We came across some plaids and ginghams, but those received an instant thumbs-down from Junebug.  “What is wrong with plaid?” I asked, while simultaneously trying to smother Monkeyboy’s hands within my own in an attempt to save all the thread, buttons and embroidery floss from disastrous endings.  “I don’t know,” she said, “it’s just too square-y.”
“But it matches the whole ‘Fourth of July’ theme of your quilt,” I said, “it’s actually rather perfect.  See?  Picnic blanket fabric.”

She wrinkled her nose.  Fine, no plaid today.  Perhaps I could talk her into it at a later time.

And then we went head-to-head over the next fabric choice.  While it technically had a white background, it was a floral print teeming with not only pink, but also yellow and green.  “This fabric does not match your quilt,” I said, breathing hard as I struggled to keep Monkeyboy on my hip, “put it back on the shelf and let’s look for something that matches better.  There’s no yellow or green or pink in your quilt.  It doesn’t go.  Put it back.”  Junebug, who had spotted the bolt on her own and brought it to me with triumph shining in her eyes, cast her eyes down upon the fabric in her hands, running her palm over the print, tracing the flowers with her beautiful little fingers before murmuring to herself, “But it’s so pretty.”

And that was the moment that woke me up.  My adorable little girl, my first grader missing one of her front teeth, had found something she thought was beautiful and I was shutting her down based upon the imagined opinions of complete strangers.  The fabric WAS pretty; on any other day I’d buy a yard of the stuff based simply upon its eye candy merits.  It would look lovely in anything, but it would completely destroy the cohesive look I was going for with this quilt.

This quilt…was her quilt.  Her quilt.  Her quilt that we had dreamed about and planned out together, with her input being the highest priority every step of the way.  (Why else would I ever, EVER agree to hand piecing an entire twin-sized quilt?!?!)

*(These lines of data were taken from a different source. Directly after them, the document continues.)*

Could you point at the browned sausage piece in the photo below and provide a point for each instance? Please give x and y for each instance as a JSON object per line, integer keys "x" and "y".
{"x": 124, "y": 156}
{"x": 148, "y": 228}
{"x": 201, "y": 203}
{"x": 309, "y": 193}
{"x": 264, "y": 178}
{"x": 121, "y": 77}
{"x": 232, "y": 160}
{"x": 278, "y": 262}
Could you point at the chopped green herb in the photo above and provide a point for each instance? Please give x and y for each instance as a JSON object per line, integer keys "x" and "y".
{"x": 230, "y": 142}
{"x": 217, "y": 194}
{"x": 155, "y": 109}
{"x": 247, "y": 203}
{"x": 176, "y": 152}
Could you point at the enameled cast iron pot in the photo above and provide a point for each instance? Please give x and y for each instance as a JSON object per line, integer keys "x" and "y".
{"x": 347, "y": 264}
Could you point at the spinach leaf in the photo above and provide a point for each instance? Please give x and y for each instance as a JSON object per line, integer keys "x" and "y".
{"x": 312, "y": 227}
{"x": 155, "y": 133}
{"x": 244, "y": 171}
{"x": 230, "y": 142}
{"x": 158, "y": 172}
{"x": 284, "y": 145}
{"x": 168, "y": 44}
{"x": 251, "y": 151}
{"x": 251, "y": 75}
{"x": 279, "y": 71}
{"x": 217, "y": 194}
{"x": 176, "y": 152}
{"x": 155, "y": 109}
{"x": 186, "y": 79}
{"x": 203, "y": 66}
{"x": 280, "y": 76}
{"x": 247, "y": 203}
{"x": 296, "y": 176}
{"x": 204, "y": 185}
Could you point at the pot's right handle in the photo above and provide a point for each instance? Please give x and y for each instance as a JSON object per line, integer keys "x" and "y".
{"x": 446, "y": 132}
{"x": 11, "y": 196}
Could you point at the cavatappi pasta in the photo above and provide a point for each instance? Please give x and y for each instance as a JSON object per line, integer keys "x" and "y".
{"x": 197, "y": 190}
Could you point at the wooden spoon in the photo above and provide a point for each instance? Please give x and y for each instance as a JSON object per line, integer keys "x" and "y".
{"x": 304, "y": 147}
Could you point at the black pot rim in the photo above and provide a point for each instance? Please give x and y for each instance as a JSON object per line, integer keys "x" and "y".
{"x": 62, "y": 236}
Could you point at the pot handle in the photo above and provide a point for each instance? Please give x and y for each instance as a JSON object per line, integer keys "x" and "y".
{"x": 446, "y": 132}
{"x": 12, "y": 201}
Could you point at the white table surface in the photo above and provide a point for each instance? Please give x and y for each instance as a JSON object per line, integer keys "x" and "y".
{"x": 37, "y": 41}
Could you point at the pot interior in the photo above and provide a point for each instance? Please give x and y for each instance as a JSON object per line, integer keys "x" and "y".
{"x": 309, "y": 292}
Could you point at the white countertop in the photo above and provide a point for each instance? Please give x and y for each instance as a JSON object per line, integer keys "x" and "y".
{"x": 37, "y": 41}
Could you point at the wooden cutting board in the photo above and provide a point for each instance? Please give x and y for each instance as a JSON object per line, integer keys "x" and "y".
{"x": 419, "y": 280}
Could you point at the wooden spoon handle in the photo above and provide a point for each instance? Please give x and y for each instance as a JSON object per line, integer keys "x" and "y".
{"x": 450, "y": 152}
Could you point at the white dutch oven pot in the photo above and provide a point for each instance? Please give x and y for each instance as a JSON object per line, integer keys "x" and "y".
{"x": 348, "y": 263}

Pins and ribbons be damned.

I whisked that bolt of fabric out of her arms just as she was turning to take it back to the shelf.  “You’re right,” I said, “it is pretty.  How about we get twice as much of this one as the others?”

The gap-toothed smile she gave me was all I needed to know that I’d made the right choice.

 It really is pretty.

Rundown for the month of August:  I whipped out twelve more blocks, smashing my record of five blocks in both June and July.  I now have twenty-two blocks done, only fifty more to go.  (That’s 30% done, people!  Woot woot!)

Goals for SeptemberI’d like to piece at least ten more blocks, and hopefully get one whole quadrant of the quilt pieced together (eighteen blocks).  I had to divide up all my “original” white stars into four piles so that the fabrics will be distributed evenly throughout the quilt; so, although I have more than eighteen blocks at the present, I can’t piece them together.  Once I get enough “new” white stars put together to add up to eighteen in one section, I can start assembling.